What I had done regarding the load resistor estimate (for a different amp that I simulated) is to add up the estimated currents flowing through all the driver and power tubes under no load and then added (arbitrarily) 20% for music peaks.
After looking at the schematic it seems that there are 3 things in paralel to consider in the load calculation in each amp. The CCS currents (V1&2), the current through Q1&2 and the power tube currents (V3&4). The Vs you should be able to get, but I dont know the Q currents.
Anyone with information on these currents?
Anyone with information on these currents?

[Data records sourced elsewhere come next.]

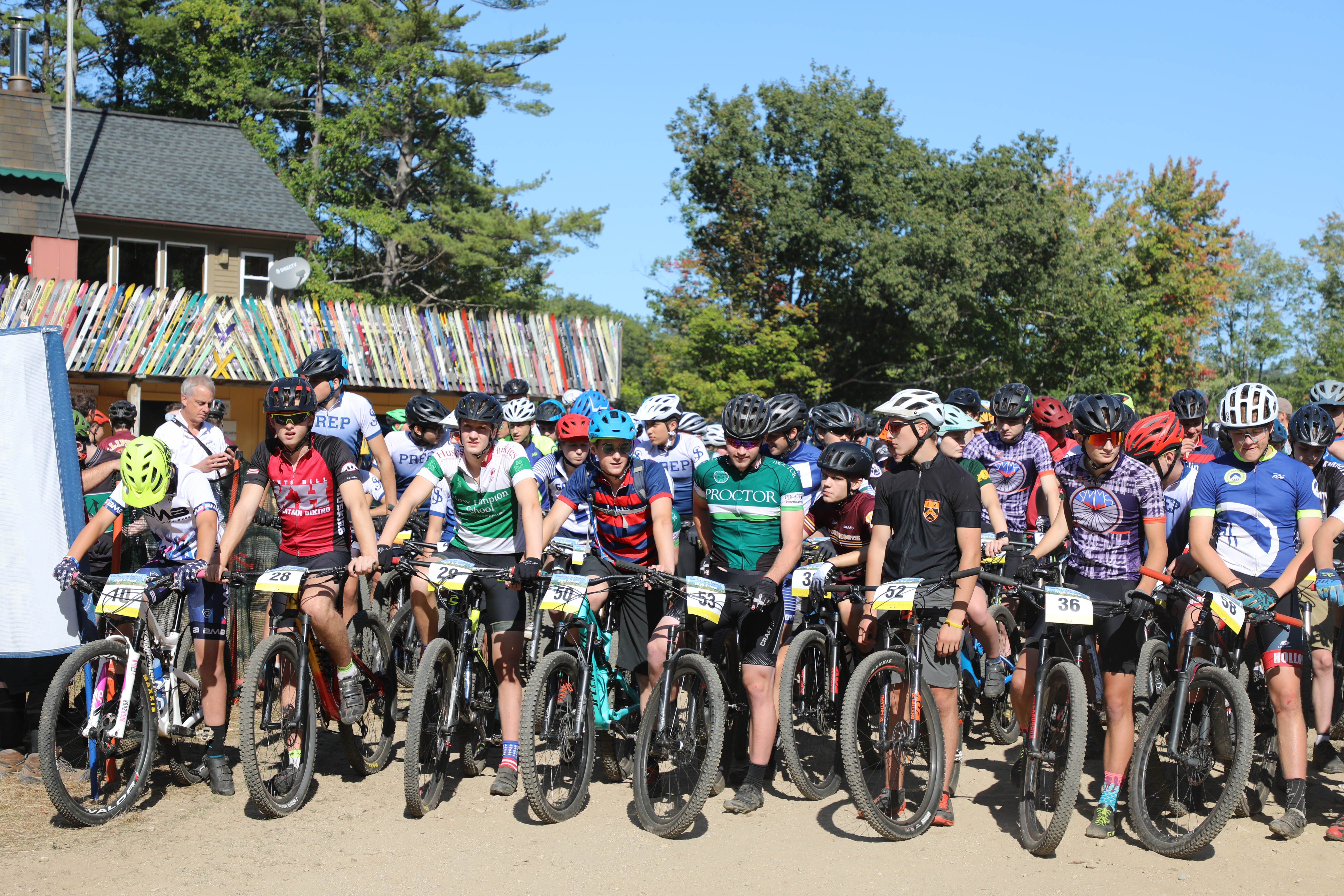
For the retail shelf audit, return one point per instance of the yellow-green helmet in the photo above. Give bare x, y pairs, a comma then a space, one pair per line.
146, 471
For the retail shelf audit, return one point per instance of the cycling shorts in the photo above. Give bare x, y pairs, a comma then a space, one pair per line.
208, 602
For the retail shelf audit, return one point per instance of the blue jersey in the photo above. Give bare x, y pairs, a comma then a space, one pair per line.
1256, 508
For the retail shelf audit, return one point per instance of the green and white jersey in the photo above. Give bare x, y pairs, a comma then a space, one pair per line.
487, 508
746, 510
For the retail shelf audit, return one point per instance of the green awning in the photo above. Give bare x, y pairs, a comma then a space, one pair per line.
36, 175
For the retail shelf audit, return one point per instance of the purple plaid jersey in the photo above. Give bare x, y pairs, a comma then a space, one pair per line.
1107, 516
1013, 469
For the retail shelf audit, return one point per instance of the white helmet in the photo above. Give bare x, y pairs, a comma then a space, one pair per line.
914, 405
659, 408
1249, 405
519, 410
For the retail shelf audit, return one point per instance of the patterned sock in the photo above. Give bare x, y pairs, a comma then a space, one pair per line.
1111, 789
510, 760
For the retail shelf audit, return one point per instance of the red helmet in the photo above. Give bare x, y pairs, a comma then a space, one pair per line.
1050, 412
1152, 436
572, 428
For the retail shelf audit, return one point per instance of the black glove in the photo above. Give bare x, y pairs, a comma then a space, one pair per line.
1138, 604
1027, 570
765, 594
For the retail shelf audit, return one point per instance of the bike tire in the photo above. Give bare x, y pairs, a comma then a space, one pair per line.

@Francois G I really appreciate your help with this, but these certainly depend on various operating conditions. (obviously, I know)
The documentation states that the HV winding of the power transformer should be able to deliver at least 150 mA, so maybe we can use that as a coarse measure of the overall load of the circuit?
How would one represent that in PSUD2?
I think I might just build with the supplied BOM and carefully measure everything under variac and in stages.
Many have built this amp, so maybe I worry about nothing.
It would still be nice to know if such things can be estimated ahead of time without live experiments, but maybe that’s not possible.
The documentation states that the HV winding of the power transformer should be able to deliver at least 150 mA, so maybe we can use that as a coarse measure of the overall load of the circuit?
How would one represent that in PSUD2?
I think I might just build with the supplied BOM and carefully measure everything under variac and in stages.
Many have built this amp, so maybe I worry about nothing.
It would still be nice to know if such things can be estimated ahead of time without live experiments, but maybe that’s not possible.
You can add a current load in PSU2 to represent the current draw of the amp.
Apply a delay time to the current load and you can visualise the effect of loading the power supply.
Apply a delay time to the current load and you can visualise the effect of loading the power supply.